Il se trouve que, de judiciaire, le sujet est également devenu récemment médiatique. Ciblant l'"informateur» mardi, «Le Soir Magazine» (un hebdomadaire dont la rubrique «investigation» souffre de condamnations régulières par les tribunaux et qu'on ne confondra pas avec le très sérieux quotidien «Le Soir») a en effet lancé une masse d'arguments contre lui. L'hebdo va jusqu'à laisser entendre qu'il aurait corrompu un journaliste bruxellois (l'intéressé, crédible, nie), voire l'avocat général montois Jean-Claude Leys!
C'est que, après avoir placé M. Van de Weghe sous mandat d'arrêt en 1997, quand il était juge à Bruxelles (pour une affaire de faillite douteuse qui a valu à l'intéressé une condamnation en octobre 2000), M. Leys avait ensuite entretenu de la sympathie pour lui (et s'était bien sûr aussitôt démis de tout dossier en rapport), les deux hommes restant en contact suivi.Bref, par exemple et sur trame de corruption, un journaliste et M. Leys sont censés avoir participé, avec M. Van de Weghe, à un scénario devant aboutir à la corruption d'un juge bruxellois instruisant une affaire de moeurs à charge d'un tiers, afin de «blanchir» ce dernier. Le hic, c'est qu'au moment où l'affaire est supposée s'être déroulée, au mois de février dernier, le magistrat instructeur avait déjà bouclé son dossier, transmis au parquet. Aucune influence n'était donc possible
Autre exemple: M. Leys aurait favorisé, pour son ami Van de Weghe, un très douteux «homme d'affaires» russe en le recommandant auprès du secrétaire d'Etat au Commerce extérieur. Pierre Chevalier (dont les ennuis judiciaires n'ont rien à voir ici) : «Jean-Claude Leys m'a surtout précisé que, à son estime, cette personne n'était pas recommandable et que je ferais bien de m'adresser à la Sureté de l'Etat»
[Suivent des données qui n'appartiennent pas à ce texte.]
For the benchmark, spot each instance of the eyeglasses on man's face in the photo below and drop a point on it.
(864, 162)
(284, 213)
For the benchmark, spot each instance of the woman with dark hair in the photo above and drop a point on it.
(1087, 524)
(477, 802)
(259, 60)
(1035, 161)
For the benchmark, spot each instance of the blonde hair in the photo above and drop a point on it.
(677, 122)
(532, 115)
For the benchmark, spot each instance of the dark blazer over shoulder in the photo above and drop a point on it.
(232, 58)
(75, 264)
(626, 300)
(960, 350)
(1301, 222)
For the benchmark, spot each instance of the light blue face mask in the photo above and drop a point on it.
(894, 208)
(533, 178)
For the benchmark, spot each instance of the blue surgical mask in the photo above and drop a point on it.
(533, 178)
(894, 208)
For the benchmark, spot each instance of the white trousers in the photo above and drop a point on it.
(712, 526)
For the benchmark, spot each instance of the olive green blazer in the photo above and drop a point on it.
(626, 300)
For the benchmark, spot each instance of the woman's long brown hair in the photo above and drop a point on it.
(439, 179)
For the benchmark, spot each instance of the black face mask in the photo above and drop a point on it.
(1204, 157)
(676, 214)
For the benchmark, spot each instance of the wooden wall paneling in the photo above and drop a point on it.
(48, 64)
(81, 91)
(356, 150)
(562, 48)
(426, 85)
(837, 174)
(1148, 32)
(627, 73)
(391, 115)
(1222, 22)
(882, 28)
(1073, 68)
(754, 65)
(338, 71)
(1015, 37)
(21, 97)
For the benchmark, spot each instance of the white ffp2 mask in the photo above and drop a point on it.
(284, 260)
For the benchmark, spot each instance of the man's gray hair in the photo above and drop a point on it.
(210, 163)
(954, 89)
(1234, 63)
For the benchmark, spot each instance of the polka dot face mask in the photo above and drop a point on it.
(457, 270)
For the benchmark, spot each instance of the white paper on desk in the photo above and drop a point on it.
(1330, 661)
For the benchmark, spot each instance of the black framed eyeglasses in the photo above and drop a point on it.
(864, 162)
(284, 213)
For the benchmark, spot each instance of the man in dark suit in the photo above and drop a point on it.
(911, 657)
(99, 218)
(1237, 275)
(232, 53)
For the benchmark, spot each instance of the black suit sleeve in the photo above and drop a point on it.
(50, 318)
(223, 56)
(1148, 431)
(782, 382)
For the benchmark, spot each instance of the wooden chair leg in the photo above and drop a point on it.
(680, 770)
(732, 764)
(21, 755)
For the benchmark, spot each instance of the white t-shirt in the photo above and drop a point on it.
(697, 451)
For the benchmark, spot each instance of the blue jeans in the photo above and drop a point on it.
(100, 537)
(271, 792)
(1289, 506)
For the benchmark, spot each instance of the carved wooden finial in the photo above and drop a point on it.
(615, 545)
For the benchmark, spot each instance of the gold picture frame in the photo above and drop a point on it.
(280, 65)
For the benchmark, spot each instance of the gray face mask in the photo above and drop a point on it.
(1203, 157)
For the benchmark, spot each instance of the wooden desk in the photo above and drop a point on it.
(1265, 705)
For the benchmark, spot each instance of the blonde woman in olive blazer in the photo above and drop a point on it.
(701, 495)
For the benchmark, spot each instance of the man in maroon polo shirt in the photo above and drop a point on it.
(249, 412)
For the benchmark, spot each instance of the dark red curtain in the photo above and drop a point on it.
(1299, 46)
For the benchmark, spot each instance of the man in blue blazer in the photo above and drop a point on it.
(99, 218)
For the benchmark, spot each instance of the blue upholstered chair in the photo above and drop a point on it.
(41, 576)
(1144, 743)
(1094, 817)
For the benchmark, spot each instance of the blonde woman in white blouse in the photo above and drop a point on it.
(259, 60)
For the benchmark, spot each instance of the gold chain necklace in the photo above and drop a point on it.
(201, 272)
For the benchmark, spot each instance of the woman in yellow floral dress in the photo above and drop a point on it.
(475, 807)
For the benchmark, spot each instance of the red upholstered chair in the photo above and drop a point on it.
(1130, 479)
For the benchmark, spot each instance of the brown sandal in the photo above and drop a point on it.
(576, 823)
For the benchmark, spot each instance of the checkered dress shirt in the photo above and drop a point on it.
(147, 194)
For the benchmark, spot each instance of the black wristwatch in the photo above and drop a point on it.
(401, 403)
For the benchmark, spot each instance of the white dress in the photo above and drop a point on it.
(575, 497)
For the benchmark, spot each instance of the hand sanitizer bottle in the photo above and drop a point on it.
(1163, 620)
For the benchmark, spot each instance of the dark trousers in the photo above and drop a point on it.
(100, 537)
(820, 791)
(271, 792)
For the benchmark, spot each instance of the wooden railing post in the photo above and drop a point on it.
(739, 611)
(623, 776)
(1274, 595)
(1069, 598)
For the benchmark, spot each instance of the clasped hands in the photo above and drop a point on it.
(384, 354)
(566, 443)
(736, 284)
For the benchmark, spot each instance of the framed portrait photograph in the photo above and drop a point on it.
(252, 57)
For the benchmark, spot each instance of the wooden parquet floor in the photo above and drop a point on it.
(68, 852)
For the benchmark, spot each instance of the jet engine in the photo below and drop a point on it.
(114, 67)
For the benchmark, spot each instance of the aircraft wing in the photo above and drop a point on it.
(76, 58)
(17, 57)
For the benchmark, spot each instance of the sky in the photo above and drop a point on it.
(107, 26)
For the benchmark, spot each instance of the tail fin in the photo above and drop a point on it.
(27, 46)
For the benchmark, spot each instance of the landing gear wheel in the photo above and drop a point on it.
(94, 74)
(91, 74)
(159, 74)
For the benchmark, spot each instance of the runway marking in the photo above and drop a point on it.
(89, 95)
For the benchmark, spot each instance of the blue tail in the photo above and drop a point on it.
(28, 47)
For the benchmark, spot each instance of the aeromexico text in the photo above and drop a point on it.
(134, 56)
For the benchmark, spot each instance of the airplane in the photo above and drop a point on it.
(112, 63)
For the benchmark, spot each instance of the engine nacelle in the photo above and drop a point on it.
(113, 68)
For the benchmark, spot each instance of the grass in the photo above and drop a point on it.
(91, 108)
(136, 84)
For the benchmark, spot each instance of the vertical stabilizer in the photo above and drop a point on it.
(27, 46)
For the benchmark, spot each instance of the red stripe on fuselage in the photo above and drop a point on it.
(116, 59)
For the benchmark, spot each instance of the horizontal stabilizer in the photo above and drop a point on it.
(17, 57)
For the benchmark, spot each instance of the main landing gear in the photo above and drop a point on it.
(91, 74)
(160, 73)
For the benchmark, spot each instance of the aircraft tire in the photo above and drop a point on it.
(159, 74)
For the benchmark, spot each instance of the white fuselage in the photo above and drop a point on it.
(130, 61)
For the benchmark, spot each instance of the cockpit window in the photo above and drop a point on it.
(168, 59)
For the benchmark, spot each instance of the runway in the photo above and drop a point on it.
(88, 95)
Ce qui donne un tout autre éclairage à l'anecdote.
Quelle version donnera ce soir «Au nom de la loi» ? Son communiqué précise que «certains accusent (Eric Van de Weghe) de jouer les informateurs () pour mieux couvrir ses propres escroqueries. Tantôt homme de confiance de certains «hommes d'affaires» russes, il n'hésite pas ensuite à les vendre aux services secrets américains. Engagé par après par les douanes américaines, il va renseigner la mafia russe». Il aurait, de surcroit tissé, des liens lui assurant l'impunité avec des journalistes, des policiers et des magistrats. «Peut-il pour autant aller jusqu'à faire suspendre un policier gênant ()?», demandera ce soir «Au nom de la loi».
Côté justice bruxelloise, on attend avec impatience l'émission. Et l'on n'y est pas tendre pour «Le Soir Magazine». «Nous nous sommes rejoints sur certains points pendant l'enquête, mais nous restons totalement indépendants quant au produit final», indique à ce propos Gérard Rogge, journaliste-phare d'une émission qui conserve de belles lettres de noblesse.